Google Vertex AI Setup

This guide covers how to use both Anthropic Claude and Google Gemini models via Google Cloud’s Vertex AI platform.

Overview

Vertex AI provides enterprise-grade access to multiple LLM providers through a unified API, offering:
  • Unified Billing: Single GCP invoice for all model usage
  • Workload Identity: Keyless authentication on GKE (most secure)
  • Enterprise Features: VPC-SC, audit logging, IAM integration
  • Multi-Provider: Access both Anthropic Claude AND Google Gemini models

Supported Models

Anthropic Claude (via Vertex AI)

Latest models (November 2025):
# Claude Sonnet 4.5 (Balanced performance)
MODEL_NAME=vertex_ai/claude-sonnet-4-5@20250929
# Pricing: $3/1M input tokens, $15/1M output tokens

# Claude Haiku 4.5 (Fast, cost-effective)
MODEL_NAME=vertex_ai/claude-haiku-4-5@20251001
# Pricing: $1/1M input tokens, $5/1M output tokens

# Claude Opus 4.1 (Most powerful)
MODEL_NAME=vertex_ai/claude-opus-4-1@20250805
# Pricing: $15/1M input tokens, $75/1M output tokens

Google Gemini (via Vertex AI)

Latest models (November 2025):
# Gemini 3.0 Pro (Latest, 1M context window)
MODEL_NAME=vertex_ai/gemini-3-pro-preview
# Pricing: $2/1M input tokens, $12/1M output tokens

# Gemini 2.5 Flash (Fast, cost-effective)
MODEL_NAME=vertex_ai/gemini-2.5-flash
# Pricing: $0.15/1M input tokens, $0.60/1M output tokens

# Gemini 2.5 Pro (Stable production)
MODEL_NAME=vertex_ai/gemini-2.5-pro
# Pricing: $1.25/1M input tokens, $10/1M output tokens (≤200K context)

Prerequisites

  1. GCP Project with Vertex AI API enabled
  2. Service Account with Vertex AI User role (for local development)
  3. Workload Identity configured (for GKE deployments)

Setup Options

Most secure - No API keys, automatic credential rotation, follows Google Cloud best practices.

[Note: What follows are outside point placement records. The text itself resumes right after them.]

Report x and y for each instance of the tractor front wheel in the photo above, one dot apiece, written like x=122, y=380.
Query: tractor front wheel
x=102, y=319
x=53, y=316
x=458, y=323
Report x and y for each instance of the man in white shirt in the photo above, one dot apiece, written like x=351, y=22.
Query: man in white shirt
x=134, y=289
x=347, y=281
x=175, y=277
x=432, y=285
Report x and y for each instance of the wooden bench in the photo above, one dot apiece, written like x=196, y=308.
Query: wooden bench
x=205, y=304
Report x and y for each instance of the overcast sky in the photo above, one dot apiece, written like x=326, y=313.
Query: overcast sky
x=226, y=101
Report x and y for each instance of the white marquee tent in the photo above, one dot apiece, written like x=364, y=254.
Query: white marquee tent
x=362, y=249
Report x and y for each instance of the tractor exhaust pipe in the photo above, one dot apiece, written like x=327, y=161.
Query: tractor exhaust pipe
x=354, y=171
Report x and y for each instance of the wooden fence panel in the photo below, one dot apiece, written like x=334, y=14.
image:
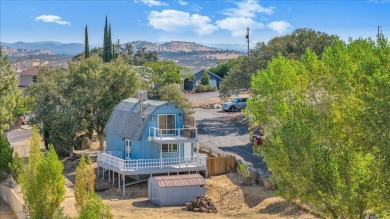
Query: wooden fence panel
x=221, y=165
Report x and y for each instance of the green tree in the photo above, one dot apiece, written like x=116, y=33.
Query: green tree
x=5, y=157
x=56, y=117
x=85, y=183
x=172, y=93
x=86, y=49
x=42, y=181
x=92, y=83
x=205, y=80
x=9, y=93
x=326, y=120
x=291, y=46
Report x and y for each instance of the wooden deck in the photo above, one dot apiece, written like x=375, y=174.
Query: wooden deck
x=112, y=162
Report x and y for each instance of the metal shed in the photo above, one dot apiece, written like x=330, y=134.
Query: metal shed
x=175, y=190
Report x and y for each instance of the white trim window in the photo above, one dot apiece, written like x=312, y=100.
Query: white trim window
x=127, y=149
x=167, y=123
x=169, y=148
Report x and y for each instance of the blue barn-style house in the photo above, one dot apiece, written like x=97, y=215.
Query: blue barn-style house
x=146, y=137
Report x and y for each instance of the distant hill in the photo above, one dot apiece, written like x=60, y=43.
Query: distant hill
x=173, y=46
x=180, y=52
x=187, y=53
x=22, y=59
x=55, y=47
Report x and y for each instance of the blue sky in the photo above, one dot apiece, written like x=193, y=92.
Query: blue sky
x=202, y=21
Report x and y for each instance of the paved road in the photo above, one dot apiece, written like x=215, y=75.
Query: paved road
x=5, y=211
x=18, y=135
x=202, y=96
x=226, y=132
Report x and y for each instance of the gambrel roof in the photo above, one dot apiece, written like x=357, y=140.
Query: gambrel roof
x=126, y=121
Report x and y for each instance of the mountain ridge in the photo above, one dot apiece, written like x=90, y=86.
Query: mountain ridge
x=75, y=48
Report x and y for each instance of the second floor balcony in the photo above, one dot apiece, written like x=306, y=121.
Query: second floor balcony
x=179, y=135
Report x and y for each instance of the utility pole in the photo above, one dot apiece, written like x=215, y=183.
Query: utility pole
x=247, y=38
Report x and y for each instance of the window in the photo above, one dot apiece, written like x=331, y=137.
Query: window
x=169, y=148
x=167, y=122
x=127, y=149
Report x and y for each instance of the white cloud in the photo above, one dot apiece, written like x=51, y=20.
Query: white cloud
x=181, y=2
x=52, y=19
x=237, y=26
x=248, y=8
x=178, y=21
x=380, y=1
x=151, y=3
x=279, y=26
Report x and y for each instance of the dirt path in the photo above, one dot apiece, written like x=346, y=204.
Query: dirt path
x=231, y=200
x=226, y=132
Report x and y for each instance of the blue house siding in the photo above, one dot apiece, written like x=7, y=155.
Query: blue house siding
x=145, y=149
x=114, y=143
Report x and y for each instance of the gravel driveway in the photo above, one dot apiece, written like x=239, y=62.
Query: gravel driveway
x=226, y=132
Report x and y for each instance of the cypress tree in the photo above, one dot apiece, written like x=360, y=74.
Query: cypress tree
x=109, y=42
x=105, y=42
x=86, y=49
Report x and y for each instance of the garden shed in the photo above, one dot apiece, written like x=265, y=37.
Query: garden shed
x=175, y=190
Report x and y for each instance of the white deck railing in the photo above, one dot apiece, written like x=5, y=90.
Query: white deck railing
x=180, y=132
x=151, y=164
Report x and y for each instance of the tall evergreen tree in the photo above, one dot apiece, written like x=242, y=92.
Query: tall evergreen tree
x=9, y=93
x=109, y=42
x=105, y=42
x=86, y=49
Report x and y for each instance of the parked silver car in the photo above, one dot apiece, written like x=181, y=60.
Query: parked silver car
x=235, y=104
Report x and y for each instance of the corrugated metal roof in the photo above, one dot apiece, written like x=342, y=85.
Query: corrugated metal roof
x=126, y=121
x=180, y=180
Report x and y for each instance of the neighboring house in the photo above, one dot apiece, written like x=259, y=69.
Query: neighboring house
x=28, y=77
x=150, y=137
x=189, y=84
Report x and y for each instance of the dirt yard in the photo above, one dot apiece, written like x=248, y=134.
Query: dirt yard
x=231, y=200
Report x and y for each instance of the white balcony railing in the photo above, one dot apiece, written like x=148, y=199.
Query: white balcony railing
x=151, y=164
x=180, y=133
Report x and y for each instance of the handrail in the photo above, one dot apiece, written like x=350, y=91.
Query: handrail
x=150, y=164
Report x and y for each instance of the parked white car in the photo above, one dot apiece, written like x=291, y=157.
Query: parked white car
x=235, y=104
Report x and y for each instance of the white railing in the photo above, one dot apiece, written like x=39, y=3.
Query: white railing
x=151, y=164
x=180, y=132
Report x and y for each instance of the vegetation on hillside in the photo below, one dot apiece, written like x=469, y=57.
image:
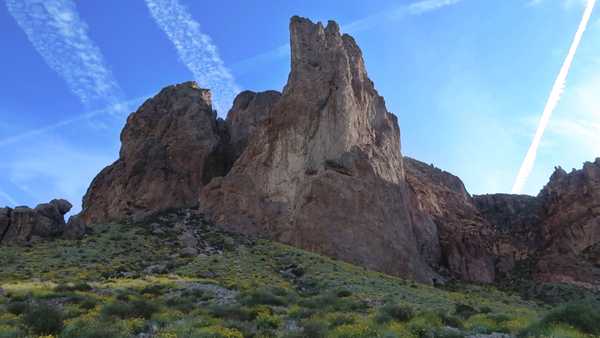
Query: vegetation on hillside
x=126, y=281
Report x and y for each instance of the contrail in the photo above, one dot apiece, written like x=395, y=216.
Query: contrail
x=553, y=99
x=60, y=36
x=196, y=50
x=8, y=198
x=356, y=26
x=121, y=106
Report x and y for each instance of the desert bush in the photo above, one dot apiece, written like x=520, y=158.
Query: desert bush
x=17, y=308
x=93, y=329
x=267, y=321
x=464, y=311
x=314, y=328
x=583, y=316
x=397, y=312
x=82, y=286
x=266, y=296
x=134, y=309
x=425, y=324
x=233, y=312
x=43, y=319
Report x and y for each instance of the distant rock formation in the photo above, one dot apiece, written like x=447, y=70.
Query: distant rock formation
x=170, y=149
x=466, y=238
x=516, y=219
x=559, y=230
x=324, y=172
x=22, y=224
x=319, y=166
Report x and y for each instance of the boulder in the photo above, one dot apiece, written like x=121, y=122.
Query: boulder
x=169, y=150
x=466, y=238
x=249, y=111
x=571, y=227
x=516, y=219
x=324, y=171
x=23, y=224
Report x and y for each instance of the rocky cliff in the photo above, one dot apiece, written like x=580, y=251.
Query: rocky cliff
x=319, y=166
x=23, y=224
x=466, y=237
x=558, y=231
x=324, y=171
x=170, y=149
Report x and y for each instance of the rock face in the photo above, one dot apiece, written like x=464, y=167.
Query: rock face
x=319, y=166
x=571, y=227
x=23, y=224
x=466, y=238
x=324, y=171
x=249, y=111
x=170, y=149
x=559, y=230
x=517, y=221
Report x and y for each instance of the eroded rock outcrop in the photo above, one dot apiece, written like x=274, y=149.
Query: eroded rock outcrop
x=557, y=232
x=23, y=224
x=170, y=149
x=324, y=171
x=466, y=238
x=516, y=219
x=571, y=227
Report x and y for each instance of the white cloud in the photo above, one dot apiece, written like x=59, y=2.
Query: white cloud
x=59, y=35
x=196, y=50
x=48, y=168
x=553, y=100
x=6, y=199
x=362, y=24
x=120, y=106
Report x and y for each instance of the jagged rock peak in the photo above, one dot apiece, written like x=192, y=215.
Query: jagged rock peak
x=325, y=171
x=166, y=156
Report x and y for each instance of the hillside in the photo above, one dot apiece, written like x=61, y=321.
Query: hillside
x=142, y=280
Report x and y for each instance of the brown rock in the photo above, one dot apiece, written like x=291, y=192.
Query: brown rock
x=517, y=221
x=571, y=226
x=170, y=149
x=22, y=224
x=249, y=110
x=4, y=222
x=324, y=171
x=466, y=238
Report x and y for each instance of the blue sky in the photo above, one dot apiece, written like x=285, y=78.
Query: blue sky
x=468, y=79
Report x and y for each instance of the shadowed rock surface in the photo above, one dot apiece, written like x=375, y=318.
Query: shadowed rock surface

Step 1: Enable Workload Identity on Your GKE Cluster

# If creating a new cluster
gcloud container clusters create my-cluster \
  --workload-pool=PROJECT_ID.svc.id.goog \
  --region=us-central1

# If updating existing cluster
gcloud container clusters update my-cluster \
  --workload-pool=PROJECT_ID.svc.id.goog \
  --region=us-central1

Step 2: Create GCP Service Account

# Create service account
gcloud iam service-accounts create vertex-ai-user \
  --display-name="Vertex AI User for MCP Server"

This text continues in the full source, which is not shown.